John Sinclair - Episode 10
John Sinclair - Episode 10
Wan Chai District, Hong Kong. 10:29 p.m.
Nicholas Croydon looked over his shoulder and saw that the man was still following him. The man's face was barely visible in the crowd. For a moment, Croydon couldn't see him, but then, suddenly, there he was again. Croydon felt his heart start beating faster. Who is he? Croydon wondered. What does he want?
Lockhart Road was lined with fast-food stalls and dance clubs. The neon lights were as bright as day. It all seemed like a fever dream to Croydon. He still couldn't get used to it. The constant humidity, the heat, even the stench of the city. The street was alive with people, with shouts, music, cars and sputtering motorcycles.
Why is he following me? Croydon wondered again. He picked up his pace, walking faster and faster, almost running now.

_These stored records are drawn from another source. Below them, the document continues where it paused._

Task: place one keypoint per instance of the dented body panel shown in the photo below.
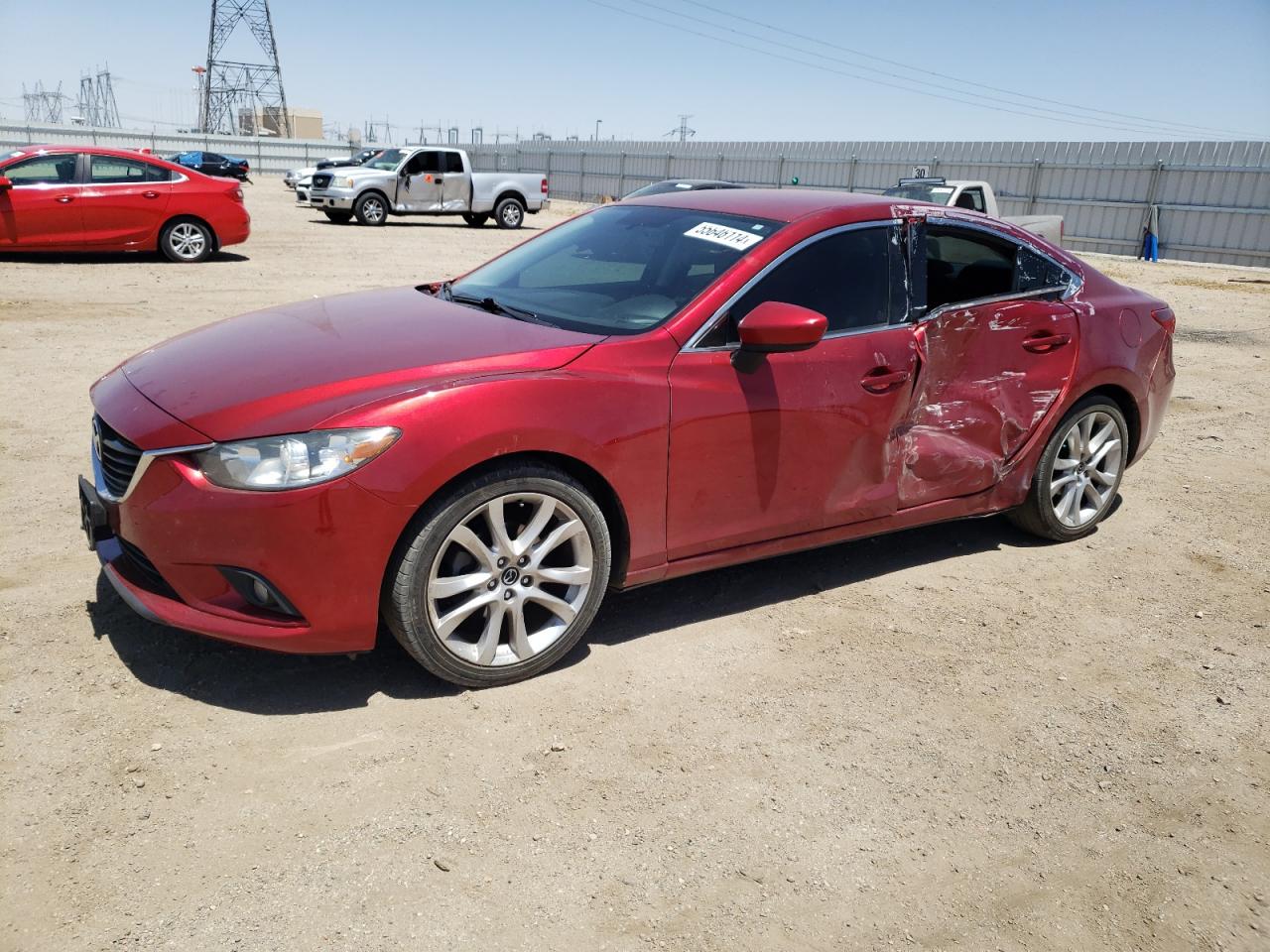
(980, 394)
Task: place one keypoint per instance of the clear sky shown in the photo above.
(561, 64)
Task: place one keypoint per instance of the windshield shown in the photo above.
(621, 270)
(386, 160)
(917, 191)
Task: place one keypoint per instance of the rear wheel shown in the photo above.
(371, 208)
(502, 578)
(186, 241)
(1079, 474)
(509, 213)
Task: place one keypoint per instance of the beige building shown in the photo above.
(305, 123)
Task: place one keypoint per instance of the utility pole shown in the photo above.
(684, 132)
(232, 85)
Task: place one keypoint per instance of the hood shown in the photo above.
(357, 172)
(289, 368)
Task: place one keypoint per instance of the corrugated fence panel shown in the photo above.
(1213, 197)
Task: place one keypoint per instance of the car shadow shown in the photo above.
(111, 258)
(266, 683)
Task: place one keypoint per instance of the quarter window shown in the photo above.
(42, 169)
(105, 169)
(849, 277)
(423, 163)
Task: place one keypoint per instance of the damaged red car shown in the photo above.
(657, 388)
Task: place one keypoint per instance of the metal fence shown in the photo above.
(267, 155)
(1213, 197)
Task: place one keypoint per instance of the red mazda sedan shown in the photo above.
(84, 198)
(657, 388)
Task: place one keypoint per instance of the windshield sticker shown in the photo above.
(722, 235)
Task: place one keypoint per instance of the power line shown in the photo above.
(1091, 123)
(1152, 128)
(955, 79)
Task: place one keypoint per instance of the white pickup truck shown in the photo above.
(426, 180)
(978, 197)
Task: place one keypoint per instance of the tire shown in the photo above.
(509, 213)
(186, 241)
(509, 634)
(371, 208)
(1100, 458)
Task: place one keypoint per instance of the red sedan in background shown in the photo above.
(657, 388)
(84, 198)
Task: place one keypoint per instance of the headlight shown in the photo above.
(299, 460)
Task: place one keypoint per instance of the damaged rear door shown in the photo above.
(996, 350)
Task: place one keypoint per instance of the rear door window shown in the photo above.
(965, 264)
(108, 169)
(42, 171)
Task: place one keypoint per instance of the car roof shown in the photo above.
(776, 204)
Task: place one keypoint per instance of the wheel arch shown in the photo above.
(185, 216)
(512, 193)
(592, 480)
(375, 190)
(1123, 399)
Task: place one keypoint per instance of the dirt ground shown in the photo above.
(947, 739)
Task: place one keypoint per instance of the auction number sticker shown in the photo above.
(722, 235)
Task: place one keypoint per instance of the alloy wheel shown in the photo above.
(1086, 468)
(509, 579)
(187, 240)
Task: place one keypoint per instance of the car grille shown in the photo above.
(144, 570)
(118, 457)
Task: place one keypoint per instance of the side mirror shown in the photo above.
(775, 327)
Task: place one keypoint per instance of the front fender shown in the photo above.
(608, 411)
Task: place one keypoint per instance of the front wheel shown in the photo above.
(499, 580)
(1079, 474)
(371, 208)
(186, 241)
(509, 213)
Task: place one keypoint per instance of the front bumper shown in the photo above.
(331, 198)
(324, 548)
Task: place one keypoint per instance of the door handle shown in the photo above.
(1043, 341)
(883, 379)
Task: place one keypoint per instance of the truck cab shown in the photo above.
(974, 195)
(426, 180)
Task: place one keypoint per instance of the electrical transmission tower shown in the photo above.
(236, 85)
(42, 104)
(95, 104)
(684, 132)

Croydon was a tall, heavy-set man in a bright blue business suit, dark stains showing under his armpits. He wasn't cut out for this, this city, this heat. For one thing, he was too tall. When he moved into his first apartment in Hong Kong, he couldn't even fit into the bedroom, his feet were sticking out into the hallway. Everything was too dense, too crowded. He missed the relative quiet of South London. He missed trees - there seemed to be not a speck of green in this skyscraper nightmare.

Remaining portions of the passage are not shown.